Reputation: 55
I have a requirement to parse arbitrary json, encode/rewrite any string key or value longer than 85 characters(think of a kind of short URL service) and marshal it back to raw json.
e.g. a document like this {"Name": "Ed", "Text": "long characters....85 chars"}
should become something like this {"Name": "Ed", "Text": "short://ID=3403"}
. This example is simple but I have to deal with complex structures with nested objects and arrays and basically unknown structures.
My question is: Is it possible to do this using a known library or even the standard encoding/json package?
What I actually need is the equivalent of an implementation of Marshaler interface on type string
but we know that's not possible so I'm wondering what other options I have (beside forking the standard encoding/json package)
Upvotes: 0
Views: 172
Reputation: 239871
Here is a an approach (tested) which uses json.Decoder
's Token() method, and avoids deserializing the whole data structure into memory. It's mostly done for fun and for the sake illustrating how you can use that method, but it could possibly be of some use if your JSON documents are very large and you would like to avoid the memory overhead.
// For example
r, w := os.Stdin, os.Stdout
dec := json.NewDecoder(r)
// Avoids any round-trip loss by leaving numbers un-parsed
dec.UseNumber()
// Current state (in an object or in an array; following the open
// delim, or a key, or a value).

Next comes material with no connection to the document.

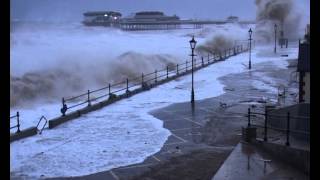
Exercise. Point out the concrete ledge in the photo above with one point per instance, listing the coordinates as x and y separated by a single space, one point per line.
23 134
299 158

The decoder has its own stack pretty
// like this one, but it's private, so keep our own.
const (
jsonArrayStart = iota
jsonArrayVal
jsonObjectStart
jsonObjectKey
jsonObjectVal
)
stack := []byte{}
for {
t, err := dec.Token()
if err == io.EOF {
break
} else if err != nil {
log.Fatal(err)
}
switch val := t.(type) {
case json.Delim:
// Copy delimiters out, and push/pop the state stack as appropriate
w.WriteString(string([]rune{rune(val)}))
switch val {
case '[':
stack = append(stack, jsonArrayStart)
case '{':
stack = append(stack, jsonObjectStart)
case ']', '}':
stack = stack[:len(stack)-1]
}
// The rest of the cases just copy values out
case nil:
w.WriteString("null")
case json.Number:
w.WriteString(string(val))
case bool:
if val {
w.WriteString("true")
} else {
w.WriteString("false")
}
case string:
// Modify strings if called for (shortenString needs to be provided)
if len(val) >= 85 {
val = shortenString(val)
}
encoded, err := json.Marshal(val)
if err != nil {
log.Fatal(err)
}
w.Write(encoded)
}
if dec.More() {
// If there's more in the current array/object, write a colon or comma
// (if we just wrote a key/value), and set the next state.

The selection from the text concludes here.